Both new startups and long-time clients request flexibility—kilogram-scale orders for new production lines, vial-packed lab-grade orders for R&D. Our plant supports both because control starts with the raw vitamin precursor all the way through to finished powder. By shipping tailored lots straight from the line, we cut down on steps that would otherwise strip value or open up contamination risk.
The manufacturing environment moves with unexpected turns—supply chain shocks, price surges for substrates, sudden regulatory changes. Every adaptation we've made comes from feedback loops with the research and industry folks who use our Coenzyme A, not from static committee meetings. When new batch-to-batch consistency standards roll out, we retrofit QC steps, not just update documentation. Each regulatory inspection brings new clarity on process weak points; every customer claim or return finds its way to our production meetings.
Maintaining low endotoxin levels required a shift in our equipment cleaning schedules and sometimes prompted upgrades in process water systems. Occasionally, supply snags in pharmaceutical-grade vitamin B5 forced us to build redundancy into our fermentation supply—each adaptation took investment, but cut risk during times of market volatility. By keeping all process tracking and feedback inside, not offshored or farmed out, we react in real time.
Newer applications, such as synthetic biology and CRISPR-based cell-free systems, have driven us to check even finer specifications: minimal background ATPase activity, better light resistance, tighter microbial screening. Each addition to our process forced real changes on the line—no generic fix works across the field. By adapting from real operator, not boardroom, feedback, we keep pace with the industry’s fast-evolving requirements.
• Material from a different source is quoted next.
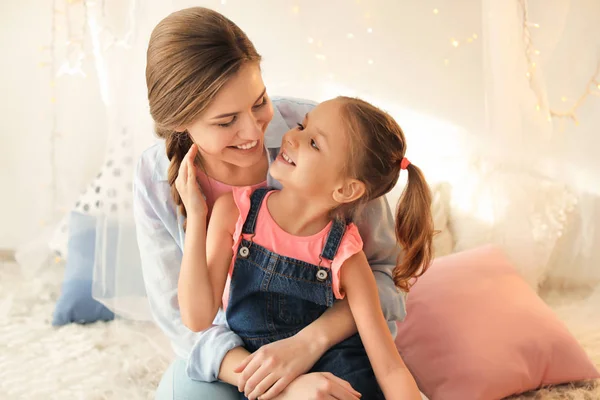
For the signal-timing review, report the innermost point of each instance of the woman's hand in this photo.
(319, 386)
(268, 371)
(188, 187)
For each gram of Coenzyme A we ship, we’re aware that it drives essential research in metabolism, supports diagnostics in patient care, and helps create vital therapeutics. We don’t take shortcuts—direct oversight lets us catch problems early, whether in moisture content, residual solvent, or unexpected off-color powder. Our supply chain means real traceability, allowing clients to audit everything from feedstock handling to finished product.
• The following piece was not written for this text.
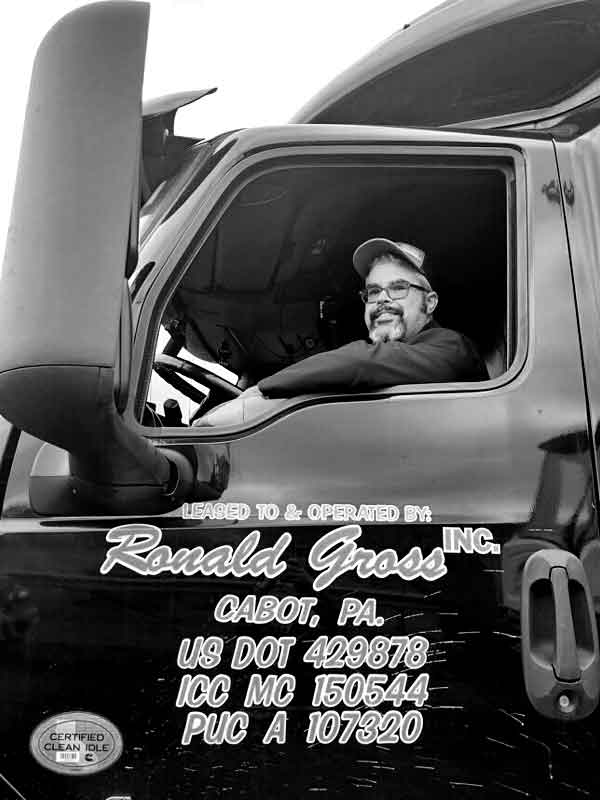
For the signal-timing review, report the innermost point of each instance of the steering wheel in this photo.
(172, 369)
We believe in sharing not just “how” our Coenzyme A gets made, but “why” each procedure sits in our workflow. Researchers and engineers using our materials depend on leadership that comes from hands-on experience, not remote committee meetings. We invest in direct relationships, technical support, and transparent troubleshooting—not as sales features, but because each incremental improvement strengthens results and builds trust.
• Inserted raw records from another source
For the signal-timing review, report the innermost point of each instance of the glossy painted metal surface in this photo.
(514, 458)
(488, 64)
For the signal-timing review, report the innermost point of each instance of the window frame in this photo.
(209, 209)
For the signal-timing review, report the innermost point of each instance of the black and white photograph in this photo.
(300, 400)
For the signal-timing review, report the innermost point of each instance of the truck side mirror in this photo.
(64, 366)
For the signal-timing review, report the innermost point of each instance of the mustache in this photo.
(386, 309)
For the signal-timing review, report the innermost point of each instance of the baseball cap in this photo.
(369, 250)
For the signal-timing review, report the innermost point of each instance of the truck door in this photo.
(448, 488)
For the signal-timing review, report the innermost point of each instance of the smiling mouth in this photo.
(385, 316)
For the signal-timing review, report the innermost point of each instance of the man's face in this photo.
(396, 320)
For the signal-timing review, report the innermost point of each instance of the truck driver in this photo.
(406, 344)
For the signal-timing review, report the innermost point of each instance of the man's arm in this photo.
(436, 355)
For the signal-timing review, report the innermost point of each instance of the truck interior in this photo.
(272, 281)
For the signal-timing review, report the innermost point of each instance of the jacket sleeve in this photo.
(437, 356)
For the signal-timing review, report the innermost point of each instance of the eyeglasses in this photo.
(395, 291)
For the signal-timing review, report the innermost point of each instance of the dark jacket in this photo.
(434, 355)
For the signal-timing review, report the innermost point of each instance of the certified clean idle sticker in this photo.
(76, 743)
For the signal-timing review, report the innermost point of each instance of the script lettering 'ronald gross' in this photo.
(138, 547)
Customers turn to us with new requests every year—more stable formulations, ultra-low pyrogen lots, extra-small-particle variants for automated handling. We welcome these challenges as direct invitations to rethink and re-engineer. Recent pilot runs have trialed next-generation drying and packaging systems to further boost shelf-life and solubility. Our process engineers refine each stage based on field feedback, repeatedly tuning fermentation and drying conditions to match the evolving standards of the industries relying on us.
Long-term, our strategy stays straightforward: source raw materials directly, manage quality by hand and machine, listen to customer data, and treat process improvements as ongoing work, not one-time upgrades. As a manufacturer, real-world feedback from client labs, pharma plants, and diagnostic centers matters more than marketing. We keep our doors open to partners needing insight or advice on how best to handle, store, and apply high-grade Coenzyme A—because our credibility comes from experience and the willingness to adapt.